Oral nifedipine was effective and well-tolerated at doses of 0.8 mg/kg/day in our patient. Hypotension is a potential side-effect (15) and has been reported at doses above 0.5 mg/kg/day (10). It seems that the therapeutic window of nifedipine is variable and hence needs individual customization and needs close monitoring during start of therapy. Short-acting nifedipine was cheap and easily available in soft gel capsules for adult use, but no liquid formulation was available. The capsulated short-acting form was known to be uns, photosensitive and heat-labile and had to be removed from the capsule and made up to proper strength before each dose.

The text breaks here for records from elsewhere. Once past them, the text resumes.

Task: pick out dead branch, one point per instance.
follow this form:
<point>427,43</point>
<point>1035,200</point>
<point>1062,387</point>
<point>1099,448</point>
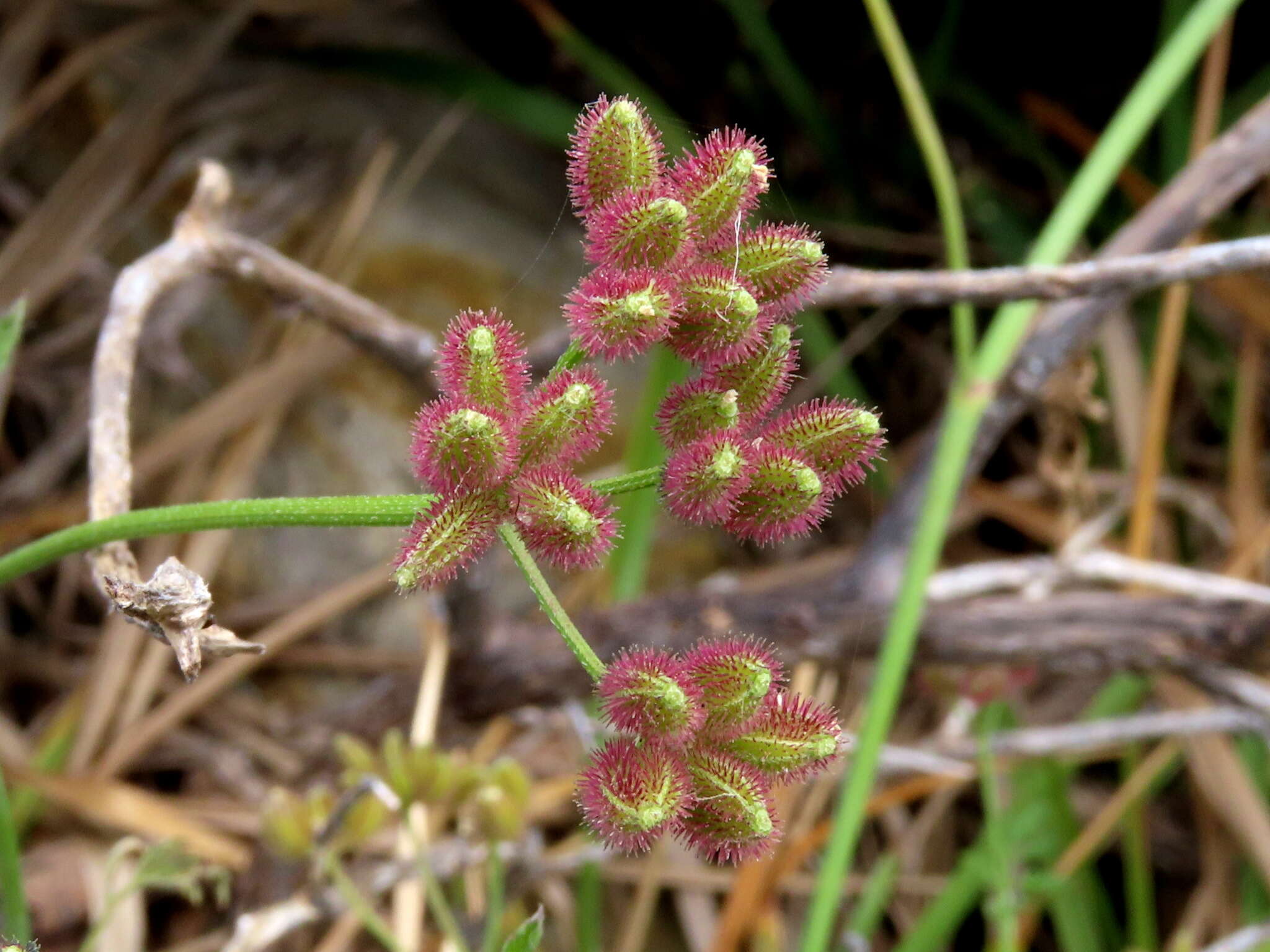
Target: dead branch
<point>1206,188</point>
<point>1132,275</point>
<point>523,662</point>
<point>1112,732</point>
<point>174,606</point>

Though the manufacturer does not recommend use of the CGMS to diagnose hypoglycemia, it has been used previously to detect hypoglycaemia and help titrate the dextrose concentration and other drugs (16,17). 24-hour trends have helped in better timing of medications so as to minimize the number of asymptomatic hypoglycaemic episodes. In our patient, the post-surgery CGMS data helped in documentation of euglycemia following the initiation of nifedipine therapy in adjunct to S/c octreotide and was particularly helpful in reassuring the parents on follow-up. We used CGMS data again at 11/2 years of age to document persistent hyperinsulinaemic state as well as good glycaemic control with oral nifedipine. In younger populations in whom the symptoms of hypoglycaemia are difficult to recognize and can be potentially life-threatening, CGMS can be an option to identify hypoglycemic episodes instead of frequent finger prick measurements. However, for us, a limiting factor was the cost of the device. Also as the sensor becomes old, there is increasing mismatch between the values of finger prick method (CBG) and CGM values. Though according to a meta-analysis (18), the sensor can give relatively accurate results for up to seven days; in our case, CGMS correlated well with CBG values till 4 days of insertion.
In conclusion, our case of diazoxide-resistant hyperinsulinism due to compound heterozygous ABCC8 mutations showed a good response to a combined treatment of nifedipine and octreotide. Further studies are required to evaluate the nifedipine effect and its dose range in patients with CHI.